Now differentiate the formula $\frac{dv}{dr}=\frac{12\pi{r}^2}{3}=4\pi{r}^2$ now
substitute $r=1$ we get $4\pi(1)^2=4\pi$.

(13)A function $f(x)$ passes through the origin and its first derivative is $3x+2$ what
is $f(x)$?
(a)$y=\frac{3}{2}x^2+2x$
(b)$y=\frac{3}{2}x^2+x$
(c)$y=3x^2+\frac{x}{2}$
(d)$y=3x^2+2x$

solution: Since we are given the first derivative $f'(x)$, to obtain a function $f(x)$ from any given derivative, all you need to do is to take the anti-derivative(integral) of the derivative. i.e

$$\begin{equation*} \int{f'(x)}=f(x)\Rightarrow\int(3x+2)dx=\frac{3x^2}{2}+2x \end{equation*}$$
hence $f(x)=\frac{3x^2}{2}+2x$

(14)if $y=x\sin{x}$, find $\frac{dy}{dx}$ when $x=\frac{\pi}{2}$
(a)$\frac{\pi}{2}$
(b)$1$
(c)-1
(d)$\frac{-\pi}{2}$

solution: let $u=x$ and $v=\sin{x}$, take their derivatives
$\frac{du}{dx}=1$ and $\frac{dv}{dx}=\cos{x}$ now use product rule of differentiation.

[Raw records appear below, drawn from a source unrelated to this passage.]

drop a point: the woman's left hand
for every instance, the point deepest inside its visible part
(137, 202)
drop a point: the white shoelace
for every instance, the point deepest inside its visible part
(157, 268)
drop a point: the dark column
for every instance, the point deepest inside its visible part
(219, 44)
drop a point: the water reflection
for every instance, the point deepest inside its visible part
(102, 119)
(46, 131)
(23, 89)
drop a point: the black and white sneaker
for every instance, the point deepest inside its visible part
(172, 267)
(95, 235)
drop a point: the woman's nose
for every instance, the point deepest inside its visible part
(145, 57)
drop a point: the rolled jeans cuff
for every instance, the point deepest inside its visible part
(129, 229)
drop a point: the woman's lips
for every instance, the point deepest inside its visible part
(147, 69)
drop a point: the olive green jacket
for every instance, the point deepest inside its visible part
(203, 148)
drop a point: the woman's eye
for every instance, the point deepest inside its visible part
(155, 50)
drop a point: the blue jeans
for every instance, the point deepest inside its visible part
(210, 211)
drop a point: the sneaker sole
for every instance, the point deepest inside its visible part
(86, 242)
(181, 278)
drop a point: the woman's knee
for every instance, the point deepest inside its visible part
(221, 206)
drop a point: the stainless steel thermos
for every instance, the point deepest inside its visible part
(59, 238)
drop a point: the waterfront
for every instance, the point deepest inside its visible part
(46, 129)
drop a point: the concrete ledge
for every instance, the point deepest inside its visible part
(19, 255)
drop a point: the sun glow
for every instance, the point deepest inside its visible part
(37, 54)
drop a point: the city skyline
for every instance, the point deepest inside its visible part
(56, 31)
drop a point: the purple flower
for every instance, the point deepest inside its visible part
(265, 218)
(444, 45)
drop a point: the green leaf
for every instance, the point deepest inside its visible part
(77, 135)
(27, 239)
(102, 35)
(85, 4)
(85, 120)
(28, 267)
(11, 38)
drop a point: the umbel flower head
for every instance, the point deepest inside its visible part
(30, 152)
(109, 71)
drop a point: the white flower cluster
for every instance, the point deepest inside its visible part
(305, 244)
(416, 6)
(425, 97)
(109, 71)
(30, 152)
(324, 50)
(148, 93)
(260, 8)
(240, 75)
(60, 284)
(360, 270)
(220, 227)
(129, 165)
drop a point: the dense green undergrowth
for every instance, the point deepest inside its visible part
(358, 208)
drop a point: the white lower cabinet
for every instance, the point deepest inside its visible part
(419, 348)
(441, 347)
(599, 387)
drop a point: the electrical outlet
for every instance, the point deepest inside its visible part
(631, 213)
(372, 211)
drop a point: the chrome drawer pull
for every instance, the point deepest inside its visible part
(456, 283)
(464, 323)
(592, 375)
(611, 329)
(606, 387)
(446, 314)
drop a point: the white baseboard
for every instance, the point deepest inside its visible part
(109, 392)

$$\begin{equation*} \frac{dy}{dx}=v\frac{du}{dx}+u\frac{dv}{dx}=\sin{x}(1)+(x)\cos{x}=\sin{x}+x\cos{x} \end{equation*}$$
now substitute $x=\frac{\pi}{2}$
$$\begin{equation*} =\sin(\frac{\pi}{2})+\frac{\pi}{2}\cos(\frac{\pi}{2}) \end{equation*}$$
note that $\pi=180$, so compute the values with your calculators.
$$\begin{equation*} =\sin{90}+90\cos(90)=1 \end{equation*}$$

(15) differentiate $(2x+5)^2(x-4)$
(a)$(2x+5)(6x+11)$
(b)$(2x+5)(2x-13)$
(c)$4(2x+5)(x-4)$
(d)$4(2x+5)(4x-3)$

solution: use product rule formula let $u=(2x+5)^2$ and $v=x-4$
$\frac{du}{dx}=2(2x+5)\times{2}=4(2x+5)$ and $v\frac{dv}{dx}=1$

$$\begin{equation*} \frac{dy}{dx}=v\frac{du}{dx}+u\frac{dv}{dx} \end{equation*}$$
$$\begin{equation*} \frac{dy}{dx}=(x-4)[4(2x+5)]+(2x+5)^2(1) \end{equation*}$$
$$\begin{equation*} =4(2x+5)(x-4)+(2x+5)^2=(2x+5)[4(x-4)+(2x+5)] \end{equation*}$$
$$\begin{equation*} =(2x+5)[4x-16+2x+5]=(2x+5)[6x-11] \end{equation*}$$